1919-1922 yılları, Anadolu’da, başta Mustafa Kemal, emperyalizme karşı bir “Millî Kurtuluş Hareketi” başlar ve zafere ulaşır. Hareket, sonuç olarak, emperyalizmin Türkiye’deki nüfuzuna darbe vuran “millici”, “antiemperyalist” bir atılım olmuştur. Devrimci milliyetçi kadrolar, bir yandan padişah, saltanat, hilafet gibi, emperyalizmin bağlaşığı kimi siyasal organ ve kurumları ortadan kaldırır ve Cumhuriyeti ilan ederken; öte yandan, emperyalizme karşı verilecek asıl mücadelenin “iktisadî bir mücadele” olacağını da biliyorlardı. Ancak, bu mücadelenin yollarının neler olacağı konusunda berrak bir düşünceleri yoktu. Daha doğrusu, o günkü koşullarda, kapitalizmden başka bir sistemin uygulanmasına olanak olmadığına göre, soru şöyle ortaya konabilirdi:
Nasıl bir kapitalizm uygulanacaktı?
“Liberal” mi, “devlet müdahaleciliği”ne açık bir kapitalizm mi?
İzmir İktisat Kongresi’nden (1923), “liberalizm”den yana bir karar çıkar. Ne var ki, özel girişim öncülüğünde kalkınma politikasının başarı sağlamadığı ve sağlayamayacağı çok geçmeden görülür. 1929’da Batı’da kapitalizmin büyük bunalımı da patlak verince, “devletçi” bir politikaya gitmek zorunlu olur. 1923-1931 yılları arasında girişilen “millî müteşebbis” yaratma çabası, sonuçta, yabancı iş çevreleriyle uzlaşmaya yatkın “işbirlikçi bir sınıfın” gelişmesine yol açmıştı. 1950’ye değin sürecek olan dönem, artık “devletçilik yılları” olacaktır.
Ne var ki, hatırlatmalıyız, Türkiye’de devletçilik, kapitalizmin zıddı olan bir sistem olarak düşünülmemiş, tersine, kapitalizmi ve kapitalistleri geliştirici bir “yedek güç” olarak ele alınmıştır. Ancak, öyle de olsa, devletçilik politikası, ülke ekonomisinin temel yapısının kurulması, iktisadî bağımsızlığın sağlanması yolunda önemli kazançlar sağlamıştır. Bunların başında, yabancı ortaklıkların millileştirilmesi ve 5 yıllık kalkınma planları gelir. Ayrıca, özel sermayenin kârlı bulmadığı için kurmaya girişmediği bazı kuruluşlar, fabrikalar -demiryolları gibi- yine devlet eliyle kurulmuştur. Bu arada, Osmanlılardan kalma “dış borçlar”ın da ödenmesi sürdürülmüştür.
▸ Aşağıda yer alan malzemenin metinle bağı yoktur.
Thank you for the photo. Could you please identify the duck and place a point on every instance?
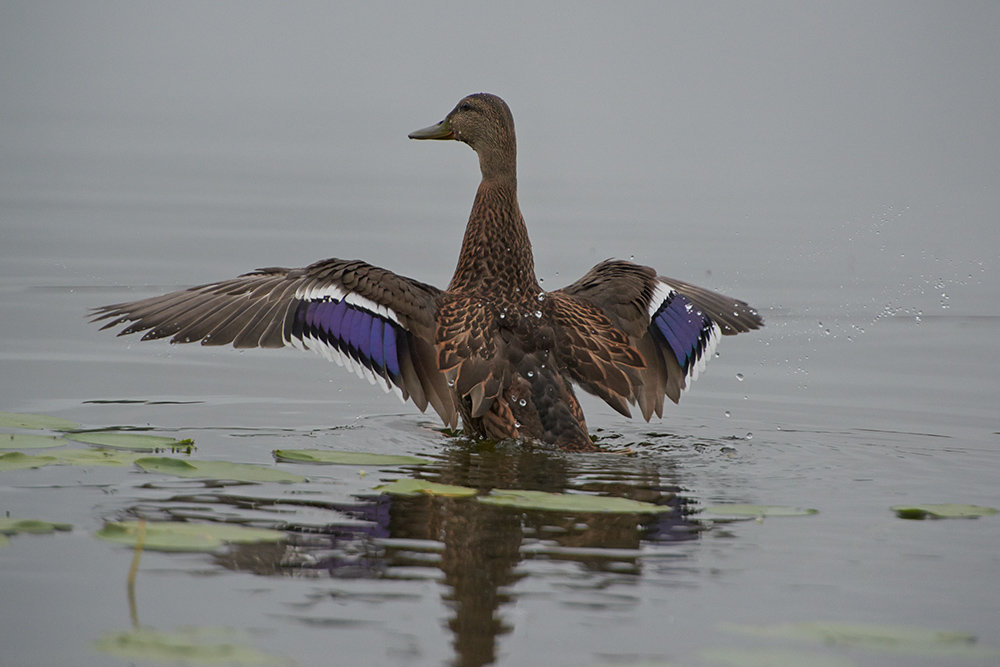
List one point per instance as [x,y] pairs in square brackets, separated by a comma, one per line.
[493,350]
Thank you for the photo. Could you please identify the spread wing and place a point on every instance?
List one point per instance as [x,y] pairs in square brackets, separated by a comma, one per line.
[372,321]
[672,325]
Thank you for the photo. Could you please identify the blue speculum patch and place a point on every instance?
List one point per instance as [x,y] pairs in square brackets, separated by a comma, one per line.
[684,328]
[365,336]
Ancak, söz konusu politika, bütün yanlış tutumlarına karşın, dış yardım ve borçlanmalar olmaksızın bir ülkenin kendi kaynaklarıyla kalkınabileceğini, sanayileşebileceğini ispatlamıştır. “Ulusal ekonomi, ulusal sanayi” hedefine - bir ölçüde de olsa - yaklaşılmıştır. Böylece, 1931-1945 yılları arasında uygulanan devletçilik politikası, Türkiye’nin son 150 yıllık yarısömürgeleşme tarihinde, emperyalizme karşı yürüttüğü “en ciddi ve tutarlı başkaldırısı” olmuştur.
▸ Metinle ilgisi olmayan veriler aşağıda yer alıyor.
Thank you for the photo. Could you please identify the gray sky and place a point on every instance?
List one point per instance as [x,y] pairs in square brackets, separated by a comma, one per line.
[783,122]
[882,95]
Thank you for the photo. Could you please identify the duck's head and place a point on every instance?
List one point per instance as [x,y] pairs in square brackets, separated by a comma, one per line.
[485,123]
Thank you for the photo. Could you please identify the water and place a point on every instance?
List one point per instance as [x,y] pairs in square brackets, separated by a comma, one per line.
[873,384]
Ne var ki, İkinci Dünya Savaşı ve ertesi, dünya tarihinde olduğu gibi, Türkiye tarihinde de bir dönüm olacaktır.
Türkiye, yeniden “bağımlı ekonomi”ye döner.
İkinci Dünya Savaşı ertesinde, Türkiye’nin iktisadi ve sosyal tablosu hayli ilginçtir. Siyasal iktidar, Cumhuriyet’in ilk yıllarından beri “asker-sivil bürokrat kadrolar”ın elindedir. Ne var ki, o yıllardan bu yana -bir ölçüde- burjuvalaşmış olan bu kadrolar, toplumda çeşitli sınıf ve zümrelerin muhalefeti ile karşı karşıyadır:
Böylece, iç ve dış zorunluluklar, tek partili dönemden çok partili bir döneme geçişi gerektirmektedir ve “Kemalizm” de bu geçişe engel değildir.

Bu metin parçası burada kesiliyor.